Webster Hubble Telescope (WHT) has a new blog called Context Earth
with a cloud hosted server with some of his oil reserve models. See the Red Queen tight oil model 2. This inspired me to create an interactive
spreadsheet which does something similar.
One difference between WHT’s “red queen tight oil model 2” and my
bakken2 model is that the EUR of new wells is about 280 kb in his model and 340
kb for my model at 30 years.
A second difference is that my model allows the new well EUR
to decrease at any annual rate from -0.1 to .99 (10 % increase to a 99 %
decrease) starting in Jan 2014 and rising to the maximum monthly rate by June
2015.
How to use this spreadsheet:
How to use this spreadsheet:
The blue highlighted cells can be changed. Cell C6 is an
estimate of the new well estimated ultimate recovery (EUR). The EUR will decrease
as the better drilling locations become scarce.
Values between 5 and 20 percent (0.05 to 0.20) are suggested.
Cell C10 is wells added per month, cell C11 is the number of months
new wells are added
Notes: The model assumes that new well EUR starts to decrease in Jan 2014 and attains the maximum monthly rate of decrease by June 2015. Wells are added at the North Dakota Industrial Commission (NDIC) expected rate of 2000 wells per year until the total producing wells reach 48,000 wells in 2034. The NDIC expects between 45,000 and 50,000 producing wells as the maximum expected total.
As a final note, an EUR decrease of 10.3 % per year matched
the USGS mean estimate for the Bakken/Three Forks in North Dakota of 8.5 Gb for
the TRR (technically recoverable resource.)
An EUR decrease of 6 %/year is close to the F5 USGS estimate
and an EUR decrease of 19 %/year is close to the F95 USGS estimate when 168
wells per month are added from Sept 2013 to mid 2034.
Red Queen Tight Oil Model 2
Bakken2 Model (x-axis scaled to match Red Queen 2 Model above)

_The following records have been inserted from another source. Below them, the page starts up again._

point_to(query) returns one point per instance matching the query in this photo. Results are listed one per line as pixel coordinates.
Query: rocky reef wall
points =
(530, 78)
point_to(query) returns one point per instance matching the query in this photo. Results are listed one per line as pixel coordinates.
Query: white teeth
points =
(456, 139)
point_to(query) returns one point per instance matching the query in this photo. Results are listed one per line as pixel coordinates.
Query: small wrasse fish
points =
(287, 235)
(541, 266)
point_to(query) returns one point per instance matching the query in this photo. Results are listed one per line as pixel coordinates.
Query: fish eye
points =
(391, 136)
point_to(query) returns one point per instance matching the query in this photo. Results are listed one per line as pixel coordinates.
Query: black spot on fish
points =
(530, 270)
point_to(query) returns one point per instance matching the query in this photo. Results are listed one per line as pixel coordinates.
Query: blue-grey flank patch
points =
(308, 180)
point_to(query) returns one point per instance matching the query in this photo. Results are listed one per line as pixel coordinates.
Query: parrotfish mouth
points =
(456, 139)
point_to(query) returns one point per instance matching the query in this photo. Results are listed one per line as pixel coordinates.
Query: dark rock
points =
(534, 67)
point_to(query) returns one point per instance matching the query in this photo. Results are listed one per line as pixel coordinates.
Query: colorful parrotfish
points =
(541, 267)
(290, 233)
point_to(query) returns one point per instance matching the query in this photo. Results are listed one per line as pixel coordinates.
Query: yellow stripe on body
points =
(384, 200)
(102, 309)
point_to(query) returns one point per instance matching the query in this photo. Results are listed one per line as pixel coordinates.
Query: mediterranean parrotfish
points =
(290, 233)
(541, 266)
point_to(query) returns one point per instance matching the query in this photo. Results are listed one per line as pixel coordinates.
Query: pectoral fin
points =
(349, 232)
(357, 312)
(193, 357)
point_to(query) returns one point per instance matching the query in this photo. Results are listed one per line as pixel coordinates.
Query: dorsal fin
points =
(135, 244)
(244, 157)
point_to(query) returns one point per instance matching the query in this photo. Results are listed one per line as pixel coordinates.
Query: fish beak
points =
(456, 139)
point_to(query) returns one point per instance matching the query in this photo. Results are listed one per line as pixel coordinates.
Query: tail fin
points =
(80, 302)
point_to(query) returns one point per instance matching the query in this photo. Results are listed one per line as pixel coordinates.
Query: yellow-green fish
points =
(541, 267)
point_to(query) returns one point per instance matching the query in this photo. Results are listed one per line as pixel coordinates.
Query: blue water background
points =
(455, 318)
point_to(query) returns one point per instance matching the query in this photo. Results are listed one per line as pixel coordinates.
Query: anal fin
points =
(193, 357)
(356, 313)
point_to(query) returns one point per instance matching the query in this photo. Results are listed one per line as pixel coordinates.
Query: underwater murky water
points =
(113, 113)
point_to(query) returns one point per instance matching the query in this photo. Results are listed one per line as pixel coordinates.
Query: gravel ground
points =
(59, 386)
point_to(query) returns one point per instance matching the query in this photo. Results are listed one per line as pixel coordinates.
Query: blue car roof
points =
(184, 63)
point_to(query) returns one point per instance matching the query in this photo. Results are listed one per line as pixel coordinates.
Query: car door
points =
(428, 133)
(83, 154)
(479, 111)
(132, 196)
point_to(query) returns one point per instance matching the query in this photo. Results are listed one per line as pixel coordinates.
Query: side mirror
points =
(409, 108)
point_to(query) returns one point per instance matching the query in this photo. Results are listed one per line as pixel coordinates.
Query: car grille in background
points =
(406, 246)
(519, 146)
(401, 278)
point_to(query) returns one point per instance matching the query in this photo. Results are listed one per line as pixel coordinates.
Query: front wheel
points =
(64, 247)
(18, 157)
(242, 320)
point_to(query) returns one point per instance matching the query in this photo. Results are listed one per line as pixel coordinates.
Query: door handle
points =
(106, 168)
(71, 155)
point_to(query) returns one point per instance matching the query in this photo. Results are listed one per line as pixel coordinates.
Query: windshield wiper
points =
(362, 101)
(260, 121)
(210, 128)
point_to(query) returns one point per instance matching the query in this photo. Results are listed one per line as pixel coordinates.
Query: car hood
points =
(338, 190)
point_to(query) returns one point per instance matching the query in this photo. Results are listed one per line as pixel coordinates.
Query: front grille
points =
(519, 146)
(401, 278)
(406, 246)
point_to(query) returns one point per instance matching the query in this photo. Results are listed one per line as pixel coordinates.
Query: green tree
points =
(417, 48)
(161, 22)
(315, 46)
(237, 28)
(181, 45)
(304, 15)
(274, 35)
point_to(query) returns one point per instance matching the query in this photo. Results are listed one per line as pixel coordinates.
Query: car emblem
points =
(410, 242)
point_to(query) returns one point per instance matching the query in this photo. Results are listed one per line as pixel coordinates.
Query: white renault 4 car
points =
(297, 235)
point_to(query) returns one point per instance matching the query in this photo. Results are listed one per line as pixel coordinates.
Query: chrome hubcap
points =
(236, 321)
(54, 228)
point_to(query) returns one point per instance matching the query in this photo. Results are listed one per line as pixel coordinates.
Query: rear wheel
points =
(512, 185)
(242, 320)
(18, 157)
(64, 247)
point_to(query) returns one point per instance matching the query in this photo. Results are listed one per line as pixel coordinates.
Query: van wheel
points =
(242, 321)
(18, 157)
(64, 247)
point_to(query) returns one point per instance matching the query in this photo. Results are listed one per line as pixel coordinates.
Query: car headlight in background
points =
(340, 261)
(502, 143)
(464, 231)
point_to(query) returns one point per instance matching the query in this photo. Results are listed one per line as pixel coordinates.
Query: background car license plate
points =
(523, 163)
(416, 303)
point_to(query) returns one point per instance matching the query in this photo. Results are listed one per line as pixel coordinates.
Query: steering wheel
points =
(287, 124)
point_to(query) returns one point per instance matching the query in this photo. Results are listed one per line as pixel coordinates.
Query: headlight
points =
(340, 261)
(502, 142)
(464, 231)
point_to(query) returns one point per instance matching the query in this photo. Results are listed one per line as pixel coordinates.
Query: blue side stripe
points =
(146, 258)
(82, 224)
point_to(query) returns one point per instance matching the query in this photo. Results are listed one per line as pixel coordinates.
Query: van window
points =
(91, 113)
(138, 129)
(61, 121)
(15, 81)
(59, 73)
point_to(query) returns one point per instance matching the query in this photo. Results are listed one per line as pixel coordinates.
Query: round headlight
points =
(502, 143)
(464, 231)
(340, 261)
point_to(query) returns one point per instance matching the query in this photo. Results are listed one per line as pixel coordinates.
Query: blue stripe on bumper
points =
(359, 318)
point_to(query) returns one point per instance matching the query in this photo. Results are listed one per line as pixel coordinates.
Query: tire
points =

Red Queen Tight Oil Model 2
The chart above is scaled in a similar way to WHT's Red Queen 2 Model so they can be compared. Both models add 150 wells per month for 280 months, my ND Bakken/Three Forks scenario includes a 1 % annual decrease in new well EUR to adjust for the higher well EUR in my model.
The x-axis scaling in my spreadsheet will be from Jan 2009 to Jan 2039, the chart above is shown below with different x-axis scaling, TRR=15 Gb from 1953 to 2073:
Annual decrease in new well EUR is 1 %, 150 wells added per month for 278 months |
The scenario below has a maximum annual new well EUR decrease of 10.2 %, adds 168 wells per month for 249 months(see lower right part of the chart), and has a TRR of 8.5 Gb from 1953 to 2073 matching the mean USGS estimate for the North Dakota Bakken/Three Forks.
Annual Decrease in new well EUR 10.2 %, 168 wells/month added for 249 months |
Also in the spreadsheet is a chart tab called breakeven, for the scenario above it looks like this:
When economics are considered, the rate that new wells are added will be less than 168 wells per month as profits approach zero, in my previous modeling I assumed the rate that new wells are added would gradually be reduced once profits fall to about half of their peak value, I have not yet figured out a way to automate this process because as fewer wells are added, the rate of decrease in new well EUR will be smaller so there are a lot of moving parts. If the wells are simply added at a constant rate new wells will stop being added in 2022, but reality is more complex, wells can be added at any rate between 0 and 168. I may add the ability to adjust the rate that new wells are added so other more complex scenarios can be created.
Dennis Coyne
DC, I think the analyses are converging.
ReplyDeleteAs a bottomline, it really does depend on the diminishing return rate and how large a set of reservoirs we can draw from.
WHT,
ReplyDeleteYes the reservoir size is uncertain. I make no claim that 280k is incorrect, I am just presenting a slightly different perspective from yours, at 340k for the EUR. The well profile I use is a hybrid hyperbolic-OU diffusion profile with a hyperbolic used over the first 3 to 4 years and and OU diffusion model used in the later years. Also I use a lower profile for 1953 to March 2008, which also has this hybrid hyperbolic/ou diffusion profile (about 160 kb for 30 year EUR). A final difference is my estimate of the number of wells is different (I sent you an e-mail on this, not sure if you saw it.)
A quick question on your 1981 to 2004 data for the Bakken, your data over this period seems to be a little high, are you using the usual ND Bakken data for oil output? (I realize you are using different data for the number of wells.)